Michael Underhay was a vicious sonofabitch, no doubt, but Anne never took him for stupid or ostentatious. He had always been more direct in his brutality, a hands-on kind of thug, but maybe he had changed. Maybe he was learning a new thing or two, Anne thought, as she drove across the bridge toward Bernadette Villier's home.

Anne didn't have to ring Bernadette's doorbell. She was watching as Anne pulled up, and she invited her in.

“Thank you for seeing me,” said Anne.

“You didn't give me much choice, dear. Your news sounded urgent and, frankly, you sounded desperate, too. Come in. Sit down.”

Hospitality was a time-honoured tradition in many homes, especially among older residents, and that was evident in Bernadette Villier's welcome. She led Anne into the dining room. Table was already set with a pot of tea, two china cups, saucers, and small silver spoons with an old pattern. Homemade sweets were stacked on the glass dish between them.

“Tea?” Bernadette asked. Anne nodded and thanked her again, and they sat. “Help yourself.
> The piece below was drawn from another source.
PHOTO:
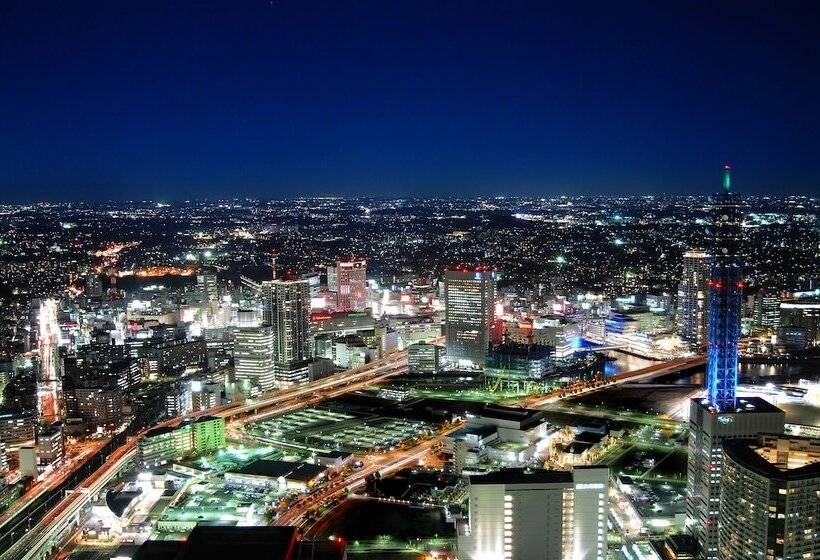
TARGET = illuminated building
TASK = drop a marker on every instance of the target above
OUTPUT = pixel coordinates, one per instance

They're fresh,” she said, pointing toward the pastries and scones.

It was evident to Anne that Bernadette wanted company. She was a working widow, childless, living alone with few relatives or friends to pass the time. So Anne hadn't the heart to rush her through the formalities of a tea and, for the next half-hour, Anne and Bernadette chatted about the fall weather, speculated on the severity of winter, and found a common thread in acquaintances they both knew slightly. Anne had felt the urge to brag about her daughter, Jacqui, but caught herself on two occasions. Instead, they ate sweets and lamented the doings of several local legislators and, at what seemed an appropriate lull, Anne shifted topic to more serious business.
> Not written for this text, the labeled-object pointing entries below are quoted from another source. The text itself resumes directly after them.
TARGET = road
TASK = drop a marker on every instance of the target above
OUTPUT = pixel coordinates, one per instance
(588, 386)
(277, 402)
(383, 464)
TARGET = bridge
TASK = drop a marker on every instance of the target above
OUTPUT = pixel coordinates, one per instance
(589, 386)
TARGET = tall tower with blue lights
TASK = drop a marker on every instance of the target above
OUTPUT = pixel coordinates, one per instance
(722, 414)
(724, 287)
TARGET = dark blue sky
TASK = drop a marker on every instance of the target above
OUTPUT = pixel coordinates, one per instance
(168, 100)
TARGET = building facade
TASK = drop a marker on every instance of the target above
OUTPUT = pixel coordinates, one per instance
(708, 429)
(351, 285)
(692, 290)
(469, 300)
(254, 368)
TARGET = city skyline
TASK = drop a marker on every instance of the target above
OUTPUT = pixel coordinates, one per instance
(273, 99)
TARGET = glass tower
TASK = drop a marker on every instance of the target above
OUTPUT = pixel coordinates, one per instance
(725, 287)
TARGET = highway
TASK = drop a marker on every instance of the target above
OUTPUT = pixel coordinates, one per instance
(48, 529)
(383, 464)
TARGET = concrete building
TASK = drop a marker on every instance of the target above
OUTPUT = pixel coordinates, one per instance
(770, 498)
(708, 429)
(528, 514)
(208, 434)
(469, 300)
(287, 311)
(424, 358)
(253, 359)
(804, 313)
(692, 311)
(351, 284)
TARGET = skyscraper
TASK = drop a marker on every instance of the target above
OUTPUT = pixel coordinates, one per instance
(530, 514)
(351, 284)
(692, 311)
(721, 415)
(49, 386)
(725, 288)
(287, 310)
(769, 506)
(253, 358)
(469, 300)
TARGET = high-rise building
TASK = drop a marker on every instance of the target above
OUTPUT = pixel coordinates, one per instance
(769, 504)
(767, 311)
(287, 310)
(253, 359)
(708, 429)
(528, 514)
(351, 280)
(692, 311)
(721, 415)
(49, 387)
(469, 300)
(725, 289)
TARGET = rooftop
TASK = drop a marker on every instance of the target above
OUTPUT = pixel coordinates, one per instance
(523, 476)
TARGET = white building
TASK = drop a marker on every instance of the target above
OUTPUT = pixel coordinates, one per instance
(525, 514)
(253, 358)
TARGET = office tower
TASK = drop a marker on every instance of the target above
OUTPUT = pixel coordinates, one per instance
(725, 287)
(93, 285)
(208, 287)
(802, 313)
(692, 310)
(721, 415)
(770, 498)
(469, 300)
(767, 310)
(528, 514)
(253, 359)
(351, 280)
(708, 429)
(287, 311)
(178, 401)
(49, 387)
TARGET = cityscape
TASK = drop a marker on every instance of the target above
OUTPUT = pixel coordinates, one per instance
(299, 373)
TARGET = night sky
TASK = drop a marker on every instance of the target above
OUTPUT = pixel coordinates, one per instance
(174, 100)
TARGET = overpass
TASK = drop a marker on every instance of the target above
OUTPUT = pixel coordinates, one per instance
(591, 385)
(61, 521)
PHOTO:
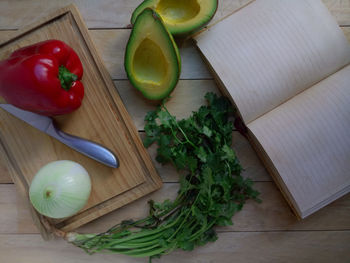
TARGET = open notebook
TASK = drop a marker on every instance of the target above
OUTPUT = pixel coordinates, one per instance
(286, 66)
“You were right earlier, Bernadette. My business is urgent, and I am desperate. In the last four or five days, several people have threatened me, my office has been ransacked, my business has been shut down…and yesterday someone tried to kill me…and anyone near me.”

“Oh my!” said Bernadette. The shift in topic from the mundane to attempted murder stunned her. She looked genuinely horrified.
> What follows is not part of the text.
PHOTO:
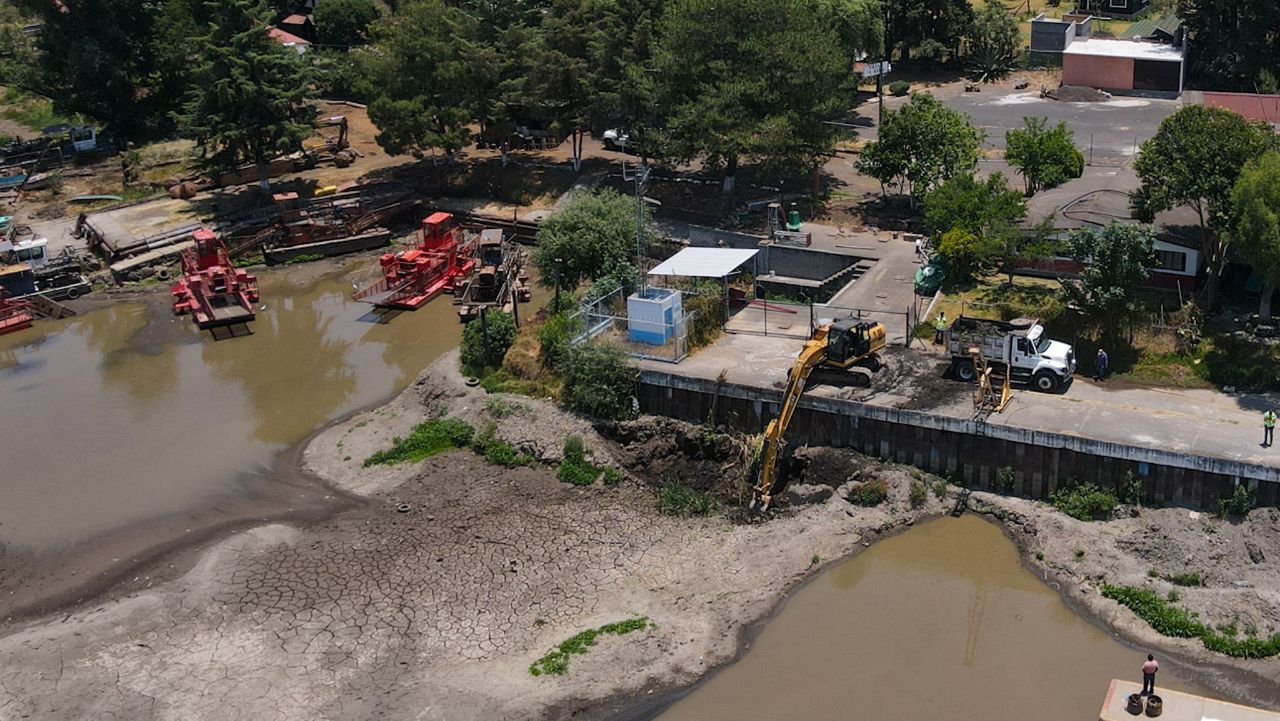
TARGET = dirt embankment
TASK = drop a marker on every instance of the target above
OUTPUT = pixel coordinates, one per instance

“What made it even worse was that my daughter and her girlfriend almost lost their lives as well. All of this followed my investigating the connection between your daughter Simone's death and Carolyn Jollimore. Someone wants to stop me one way or the other, but now I'm running out of options. That's why I've come here today. I have to ask you to do something…something that will be extremely painful for you.”